## Transformers Self-Attention Mechanism (Visualization)

Introduced in 2017 by researchers from Google and the University of Toronto in their seminal paper [Attention is All You Need](https://proceedings.neurips.cc/paper/2017/hash/3f5ee243547dee91fbd053c1c4a845aa-Abstract.html), the Transformer has become a cornerstone of modern Natural Language Processing (NLP). This innovative encoder-decoder architecture was aimed at reducing sequencial computation (to speed-up training time). And has found wide application in tasks such as machine translation, reading comprehension, abstractive summarization, and text classification.

The core contribution of the Transformer is the use of a self-attention mechanism (while replacing RNNs). This allows the model to learn the relevance and context of all words (tokens) in an input, regardless of their position. It achieves this through attention weights (learned during the training phase) that determine the importance of each word to one another (irrespectively of their position).

In essence, the attention mechanism transforms a set of vectors from an initial dimensional space into a more nuanced representation better suited for downstream tasks. For language processing, this initial space might be word embeddings capturing basic semantic properties. The attention mechanism then enriches this representation, leading to improved accuracy, computational efficiency, and a clearer understanding of information flow compared to traditional Recurrent Neural Networks (RNNs) and Convolutional Neural Networks (CNNs), which process input sequentially and do not have a way to explicitly consider the relationships between words.

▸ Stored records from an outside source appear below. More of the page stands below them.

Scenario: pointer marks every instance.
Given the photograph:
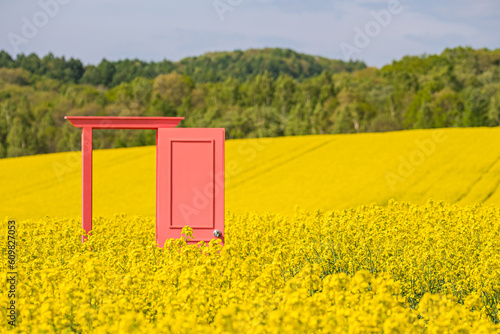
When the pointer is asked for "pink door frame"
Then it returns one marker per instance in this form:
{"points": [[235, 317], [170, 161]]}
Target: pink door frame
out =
{"points": [[88, 123]]}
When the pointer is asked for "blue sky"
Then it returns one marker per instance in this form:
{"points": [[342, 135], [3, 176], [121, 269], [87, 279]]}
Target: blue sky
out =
{"points": [[165, 29]]}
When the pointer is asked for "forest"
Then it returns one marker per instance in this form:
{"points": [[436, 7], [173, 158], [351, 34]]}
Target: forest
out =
{"points": [[253, 93]]}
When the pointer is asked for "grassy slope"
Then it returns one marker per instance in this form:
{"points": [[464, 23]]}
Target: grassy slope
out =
{"points": [[276, 174]]}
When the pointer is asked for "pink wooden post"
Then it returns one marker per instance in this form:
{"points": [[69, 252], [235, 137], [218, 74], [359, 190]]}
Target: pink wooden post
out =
{"points": [[189, 174], [86, 180]]}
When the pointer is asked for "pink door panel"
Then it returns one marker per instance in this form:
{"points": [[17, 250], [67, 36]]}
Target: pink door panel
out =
{"points": [[190, 183]]}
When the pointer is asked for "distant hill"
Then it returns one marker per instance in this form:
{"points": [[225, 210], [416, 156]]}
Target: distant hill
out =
{"points": [[218, 66], [210, 67]]}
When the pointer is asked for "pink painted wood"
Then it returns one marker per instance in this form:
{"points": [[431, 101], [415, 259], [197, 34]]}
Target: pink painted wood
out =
{"points": [[88, 123], [86, 180], [190, 183]]}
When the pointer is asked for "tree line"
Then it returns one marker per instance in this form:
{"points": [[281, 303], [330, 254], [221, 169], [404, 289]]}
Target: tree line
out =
{"points": [[210, 67], [458, 88]]}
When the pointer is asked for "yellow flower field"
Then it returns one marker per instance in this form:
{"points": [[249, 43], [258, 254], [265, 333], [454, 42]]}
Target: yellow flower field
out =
{"points": [[274, 174], [430, 268]]}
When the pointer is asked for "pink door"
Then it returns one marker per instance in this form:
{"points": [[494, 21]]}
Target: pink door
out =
{"points": [[190, 183]]}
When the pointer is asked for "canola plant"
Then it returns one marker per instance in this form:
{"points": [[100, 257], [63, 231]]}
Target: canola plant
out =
{"points": [[402, 268]]}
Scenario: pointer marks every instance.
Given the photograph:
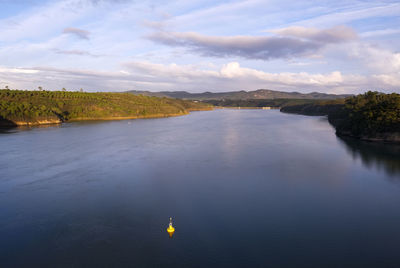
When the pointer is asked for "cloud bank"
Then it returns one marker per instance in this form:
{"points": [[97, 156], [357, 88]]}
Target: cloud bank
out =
{"points": [[194, 78], [83, 34], [288, 43]]}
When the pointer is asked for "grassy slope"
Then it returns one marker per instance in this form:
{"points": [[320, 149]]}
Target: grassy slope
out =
{"points": [[33, 107]]}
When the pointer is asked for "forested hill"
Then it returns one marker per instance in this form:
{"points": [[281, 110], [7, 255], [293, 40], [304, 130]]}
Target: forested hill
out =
{"points": [[370, 116], [19, 107], [264, 94]]}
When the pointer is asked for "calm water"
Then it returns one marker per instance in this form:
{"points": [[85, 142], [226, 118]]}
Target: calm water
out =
{"points": [[246, 188]]}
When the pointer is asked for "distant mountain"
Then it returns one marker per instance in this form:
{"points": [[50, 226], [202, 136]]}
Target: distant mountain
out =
{"points": [[240, 95]]}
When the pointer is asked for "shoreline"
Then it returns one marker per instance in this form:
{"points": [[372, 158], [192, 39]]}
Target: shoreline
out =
{"points": [[13, 124]]}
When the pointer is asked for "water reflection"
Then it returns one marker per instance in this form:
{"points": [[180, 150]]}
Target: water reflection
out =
{"points": [[382, 156]]}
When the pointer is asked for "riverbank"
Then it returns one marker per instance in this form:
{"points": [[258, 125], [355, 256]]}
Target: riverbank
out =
{"points": [[29, 108], [371, 116]]}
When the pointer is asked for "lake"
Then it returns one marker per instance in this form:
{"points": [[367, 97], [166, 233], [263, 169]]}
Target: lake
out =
{"points": [[245, 188]]}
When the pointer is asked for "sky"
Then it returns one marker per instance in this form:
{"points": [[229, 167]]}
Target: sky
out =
{"points": [[196, 46]]}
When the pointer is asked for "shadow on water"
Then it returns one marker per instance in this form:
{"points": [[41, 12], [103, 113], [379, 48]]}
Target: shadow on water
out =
{"points": [[382, 156]]}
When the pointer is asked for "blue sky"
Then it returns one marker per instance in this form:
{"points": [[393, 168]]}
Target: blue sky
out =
{"points": [[117, 45]]}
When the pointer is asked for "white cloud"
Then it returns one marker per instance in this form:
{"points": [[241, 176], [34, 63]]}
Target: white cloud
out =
{"points": [[192, 78]]}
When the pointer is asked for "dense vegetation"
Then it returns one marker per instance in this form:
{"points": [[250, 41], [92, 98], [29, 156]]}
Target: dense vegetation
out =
{"points": [[34, 106], [371, 116]]}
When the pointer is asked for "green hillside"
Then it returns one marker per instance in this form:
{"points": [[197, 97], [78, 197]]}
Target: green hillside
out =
{"points": [[34, 107], [369, 116]]}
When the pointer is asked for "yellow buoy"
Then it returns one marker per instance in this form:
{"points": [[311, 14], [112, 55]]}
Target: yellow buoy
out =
{"points": [[170, 228]]}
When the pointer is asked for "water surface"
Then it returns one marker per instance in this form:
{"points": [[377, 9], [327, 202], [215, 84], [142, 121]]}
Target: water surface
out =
{"points": [[246, 188]]}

The concept of attention in NLP isn't entirely new. It was first introduced to enhance sequence-to-sequence models in the 2014 paper [Neural Machine Translation by Jointly Learning to Align and Translate](https://arxiv.org/abs/1409.0473) by Bahdanau, Cho, and Bengio. Their work allowed models "*to automatically (soft-)search for parts of a source sentence that are relevant to predicting a target word*". However, the Transformer took this concept further, replacing RNNs entirely with attention mechanisms and introducing multi-head attention. This enables the model to focus on various types of relationships simultaneously, marking a significant leap forward in NLP capabilities.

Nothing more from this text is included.